Decision Date11 December 1928
Docket Number6836.
PartiesSTRICKLAND v. STATE.
CourtGeorgia Supreme Court

Syllabus by the Court.

Where the state introduced proof of an inculpatory statement of the defendant, from which his participation in a felonious homicide, for which he was indicted, was deducible, the evidence against him was not wholly circumstantial, and the trial judge did not err in failing to give in charge to the jury the definition of circumstantial evidence embraced in the Penal Code,§ 1009, and in failing, in connection therewith, to charge the weight to be given to circumstantial evidence as defined in section 1010.

The defense of alibi was not involved under the facts of this case, and the court did not err in failing to charge the law applicable to such defense.

The written dying declaration of the deceased, to the effect that he knew that one of two officers, who were pursuing him to arrest him and were about 20 steps behind him, shot him, was properly admitted over objections that the declaration showed that the deceased did not know who killed him, that a part of the statement was irrelevant, and that such declaration would not be admissible against the defendant, unless the other officer was indicted and on trial; the state showing by aliunde evidence that the defendant was the officer who shot and killed the deceased.

On a trial for murder, dying declarations are admissible to prove any relevant facts embraced in the res gestae of the killing and conversations and conduct which are part of the res gestae may be admitted as part of the dying declaration.

The court did not err in giving the instruction to the jury dealt with in the fifth division of the opinion.

A dying declaration reduced to writing and signed by the deceased and introduced in evidence by the state, should not have been sent by the court to the jury for their consideration while deliberating on the verdict which they should render, over the objection of the defendant, and permitting such declaration to go to the jury over the objection of the defendant requires the grant of a new trial.

Where a witness was sworn and examined for the defendant, and on his examination in chief, in answer to a question if he knew anything about the defendant being able to run, he answered that he never saw him run any, it was improper for counsel representing the state to propound to the witness on his cross-examination the question, "He usually shoots them down instead of running them down?" On motion of counsel for the defendant for a mistrial because of the question thus propounded, the court should have instructed the jury that the question propounded was improper, and that they should not consider the implication contained in the question propounded.

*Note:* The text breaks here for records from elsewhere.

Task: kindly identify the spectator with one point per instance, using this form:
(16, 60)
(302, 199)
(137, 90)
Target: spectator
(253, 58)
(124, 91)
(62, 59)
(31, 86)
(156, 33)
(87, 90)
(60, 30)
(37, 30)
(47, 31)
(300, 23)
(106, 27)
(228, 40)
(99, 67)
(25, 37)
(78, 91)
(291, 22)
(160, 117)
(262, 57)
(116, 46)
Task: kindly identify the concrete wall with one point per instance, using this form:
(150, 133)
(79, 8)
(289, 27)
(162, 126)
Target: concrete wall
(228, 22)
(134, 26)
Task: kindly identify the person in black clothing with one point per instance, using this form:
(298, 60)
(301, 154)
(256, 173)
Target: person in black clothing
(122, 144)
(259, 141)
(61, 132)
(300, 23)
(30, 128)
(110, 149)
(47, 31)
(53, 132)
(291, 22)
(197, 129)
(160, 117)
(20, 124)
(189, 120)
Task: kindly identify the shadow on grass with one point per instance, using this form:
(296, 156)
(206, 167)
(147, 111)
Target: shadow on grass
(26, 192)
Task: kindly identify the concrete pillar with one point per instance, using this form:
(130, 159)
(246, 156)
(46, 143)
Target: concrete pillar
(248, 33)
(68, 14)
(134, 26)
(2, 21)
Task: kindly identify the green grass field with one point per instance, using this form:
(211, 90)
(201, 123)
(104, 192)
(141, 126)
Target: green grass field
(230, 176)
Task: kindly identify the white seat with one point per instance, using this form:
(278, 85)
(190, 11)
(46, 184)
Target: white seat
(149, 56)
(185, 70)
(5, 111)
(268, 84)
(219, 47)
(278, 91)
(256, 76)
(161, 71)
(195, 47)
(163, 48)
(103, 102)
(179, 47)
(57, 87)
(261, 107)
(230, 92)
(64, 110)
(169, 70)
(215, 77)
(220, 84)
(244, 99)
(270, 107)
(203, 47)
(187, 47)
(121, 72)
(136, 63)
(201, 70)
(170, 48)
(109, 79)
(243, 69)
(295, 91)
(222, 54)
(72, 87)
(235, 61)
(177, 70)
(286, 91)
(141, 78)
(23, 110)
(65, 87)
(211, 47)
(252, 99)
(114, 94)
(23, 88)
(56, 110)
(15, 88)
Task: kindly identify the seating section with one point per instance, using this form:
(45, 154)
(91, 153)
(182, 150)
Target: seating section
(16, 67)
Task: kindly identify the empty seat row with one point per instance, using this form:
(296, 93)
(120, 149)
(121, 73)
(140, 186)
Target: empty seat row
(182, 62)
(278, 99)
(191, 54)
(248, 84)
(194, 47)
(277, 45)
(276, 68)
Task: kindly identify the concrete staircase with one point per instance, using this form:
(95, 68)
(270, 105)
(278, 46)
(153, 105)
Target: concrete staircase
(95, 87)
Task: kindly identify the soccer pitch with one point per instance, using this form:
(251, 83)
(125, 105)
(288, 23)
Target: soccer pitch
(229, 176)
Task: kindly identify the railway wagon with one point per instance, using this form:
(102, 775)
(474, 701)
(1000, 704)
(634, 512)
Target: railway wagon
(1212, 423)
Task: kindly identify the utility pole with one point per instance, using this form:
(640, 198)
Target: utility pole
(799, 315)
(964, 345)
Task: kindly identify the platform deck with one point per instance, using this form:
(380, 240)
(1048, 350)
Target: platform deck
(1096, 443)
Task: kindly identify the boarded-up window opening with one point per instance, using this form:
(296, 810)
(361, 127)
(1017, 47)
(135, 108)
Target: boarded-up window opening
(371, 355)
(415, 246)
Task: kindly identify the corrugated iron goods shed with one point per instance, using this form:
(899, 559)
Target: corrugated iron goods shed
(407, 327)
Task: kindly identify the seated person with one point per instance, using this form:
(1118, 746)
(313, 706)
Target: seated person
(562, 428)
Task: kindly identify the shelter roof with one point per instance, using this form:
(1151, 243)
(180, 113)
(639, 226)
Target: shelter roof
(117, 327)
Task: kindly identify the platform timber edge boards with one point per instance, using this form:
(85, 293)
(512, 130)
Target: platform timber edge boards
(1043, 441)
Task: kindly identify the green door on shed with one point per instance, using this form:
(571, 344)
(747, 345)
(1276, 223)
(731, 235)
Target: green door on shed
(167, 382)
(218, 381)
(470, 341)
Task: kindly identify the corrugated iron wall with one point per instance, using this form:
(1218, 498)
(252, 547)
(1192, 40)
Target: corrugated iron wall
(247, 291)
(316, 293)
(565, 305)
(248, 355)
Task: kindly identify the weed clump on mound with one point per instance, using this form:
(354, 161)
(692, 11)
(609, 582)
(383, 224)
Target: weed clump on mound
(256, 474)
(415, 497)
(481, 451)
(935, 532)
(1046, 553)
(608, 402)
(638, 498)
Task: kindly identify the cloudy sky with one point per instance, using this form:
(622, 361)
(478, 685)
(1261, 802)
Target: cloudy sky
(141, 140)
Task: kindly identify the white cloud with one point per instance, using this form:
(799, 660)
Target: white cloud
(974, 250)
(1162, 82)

An instruction that they need not consider the question at all and that the witness need not answer the same was too mild, and did not sufficiently remove the harm done by the question.

Error from Superior Court, Hall County; I. H. Sutton, Judge.

Homer Strickland was convicted of murder, with a recommendation and he brings error. Reversed.

G. F Kelley, Wm. J. Phillips, and B. P. Gaillard, Jr., all of Gainesville, for plaintiff in error.

Robt. McMillan, Sol. Gen., of Clarkesville, E. D. Kenyon, of Gainesville, and Geo. M. Napier, Atty. Gen., and T. R. Gress, Asst. Atty. Gen., for the State.

HINES J.

The defendant was indicted for murder and was convicted, with a recommendation. He moved for a new trial upon the formal grounds, and by amendment added certain special grounds, which will sufficiently appear in this opinion.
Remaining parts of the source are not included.